Hi everyone, I'm doing a GO analysis after finish the statistical test by edgeR.
Before, I did the comparison between
Here the problem came when I compared group1 vs group4, there are 1740 genes showing to be significantly overrepresented in group 4. However, when I used the code below
enrich.go.BP = enrichGO(gene = up_gene.4vs1$GeneID, OrgDb = Acan.OrgDb, keyType = "ENTREZID", ont = "BP", pvalueCutoff = 0.01, qvalueCutoff = 0.05, readable = T)
There is no enriched terms in the result. This code worked well when I compared other groups to group1, so I think there may be no problem on code. Thus, I'm wondering why I got this result? How can I fix it? Is it that I got too many genes which locate in almost all kinds of category so that there is no statistical significant enriched terms? Thank you in advance.
Edited: 2020-06-11 Thanks to the comment by Kevin Blighe. I will show more information below.
Acan.OrgDb is the one I loaded by using Annotationhub, because my target species "acanthamoeba castellanii" is not a model organism.

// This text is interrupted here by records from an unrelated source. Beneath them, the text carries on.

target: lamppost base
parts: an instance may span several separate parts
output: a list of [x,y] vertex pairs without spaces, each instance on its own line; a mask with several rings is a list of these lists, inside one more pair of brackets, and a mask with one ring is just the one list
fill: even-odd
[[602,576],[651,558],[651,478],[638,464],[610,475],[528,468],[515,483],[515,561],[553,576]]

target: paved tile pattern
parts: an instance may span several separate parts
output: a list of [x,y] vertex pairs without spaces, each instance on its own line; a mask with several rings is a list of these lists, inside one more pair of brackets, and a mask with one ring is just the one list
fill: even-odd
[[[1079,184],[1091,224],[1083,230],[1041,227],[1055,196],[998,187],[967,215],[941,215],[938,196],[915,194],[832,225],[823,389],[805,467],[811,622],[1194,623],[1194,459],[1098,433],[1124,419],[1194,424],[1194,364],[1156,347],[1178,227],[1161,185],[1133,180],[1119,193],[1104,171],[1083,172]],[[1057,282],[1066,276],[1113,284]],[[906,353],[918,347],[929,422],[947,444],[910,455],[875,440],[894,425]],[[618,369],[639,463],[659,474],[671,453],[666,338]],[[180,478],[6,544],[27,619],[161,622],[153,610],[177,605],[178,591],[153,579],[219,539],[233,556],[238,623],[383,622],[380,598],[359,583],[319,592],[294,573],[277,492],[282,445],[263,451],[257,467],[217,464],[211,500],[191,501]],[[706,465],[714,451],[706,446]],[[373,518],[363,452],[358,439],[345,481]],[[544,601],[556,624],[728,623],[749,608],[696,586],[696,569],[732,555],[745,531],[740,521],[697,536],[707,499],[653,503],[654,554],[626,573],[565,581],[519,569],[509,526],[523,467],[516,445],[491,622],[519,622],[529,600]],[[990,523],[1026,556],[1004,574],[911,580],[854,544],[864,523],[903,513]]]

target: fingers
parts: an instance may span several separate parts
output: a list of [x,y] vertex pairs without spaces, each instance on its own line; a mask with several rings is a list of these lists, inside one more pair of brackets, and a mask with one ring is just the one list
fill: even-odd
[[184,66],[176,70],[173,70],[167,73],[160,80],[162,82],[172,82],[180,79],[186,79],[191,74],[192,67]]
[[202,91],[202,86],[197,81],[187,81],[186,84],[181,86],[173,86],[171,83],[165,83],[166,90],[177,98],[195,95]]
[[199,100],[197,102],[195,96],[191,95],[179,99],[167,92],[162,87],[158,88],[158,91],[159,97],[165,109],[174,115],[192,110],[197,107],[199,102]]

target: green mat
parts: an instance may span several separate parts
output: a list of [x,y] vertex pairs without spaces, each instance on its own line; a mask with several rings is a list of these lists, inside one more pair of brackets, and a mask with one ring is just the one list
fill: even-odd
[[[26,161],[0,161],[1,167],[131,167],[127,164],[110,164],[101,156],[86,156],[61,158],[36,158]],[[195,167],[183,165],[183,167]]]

hub <- AnnotationHub::AnnotationHub() amoeba <- query(hub, "Acanthamoeba castellanii") # title # AH65301 | Acanthamoeba castellanii str. Neff transcript information # AH73987 | Transcript information for Acanthamoeba castellanii str Neff # AH74626 | Transcript information for Acanthamoeba castellanii str Neff # AH81410 | org.Acanthamoeba_castellanii_Neff_strain.eg.sqlite # AH81411 | org.Acanthamoeba_castellanii_str._Neff.eg.sqlite # AH81412 | org.Acanthamoeba_castellanii_strain_Neff.eg.sqlite
Here I chose the
AH81410 because its Db type is
Acan.OrgDb <- hub[["AH81410"]] > Acan.OrgDb OrgDb object: | DBSCHEMAVERSION: 2.1 | DBSCHEMA: NOSCHEMA_DB | ORGANISM: Acanthamoeba castellanii_Neff_strain | SPECIES: Acanthamoeba castellanii_Neff_strain | CENTRALID: GID | Taxonomy ID: 1257118 | Db type: OrgDb | Supporting package: AnnotationDbi
colnames(Acan.OrgDb), we could see that it supported
> columns(Acan.OrgDb)  "ACCNUM" "ALIAS" "CHR" "ENTREZID" "EVIDENCE" "EVIDENCEALL" "GENENAME" "GID" "GO" "GOALL"  "ONTOLOGY" "ONTOLOGYALL" "PMID" "REFSEQ" "SYMBOL"
Then, I prepared my significant genes list into
ENTREZID format. The format is generated by combining ORFID, locus_tag and annotation from files downloaded from NCBI.
GeneID is recording those id in
>up_gene.4vs1 Locus_tag ORFID Name Accession Start Stop Strand GeneID Locus Protein_product Length Protein_Name 1 ACA1_000790 gene5490 Un NW_004457578.1 5136 5699 + 14921342 NA XP_004343320.1 187 hypothetical protein ACA1_000790 2 ACA1_001250 gene2057 Un NW_004457658.1 4004 11317 + 14924768 NA XP_004353303.1 1925 hypothetical protein ACA1_001250 3 ACA1_001280 gene2060 Un NW_004457658.1 17392 18733 - 14924773 NA XP_004353305.1 258 hypothetical protein ACA1_001280 4 ACA1_001300 gene2062 Un NW_004457658.1 20701 23681 - 14924770 NA XP_004353306.1 599 fucose1-phosphate guanylyltransferase
You may also notice that there are hypothetical proteins which could blur the prediction. Although there are 691 entries of hypothetical protein, there are still (1049/1740) entries left.
Thus, I'm a little bit confused about the results from enrichGO showing no enriched GO terms.
type(up_gene.4vs1) #  "character" type(up_gene.4vs1$GeneID) #  "integer"
Could you give me some advices? Thank you in advance.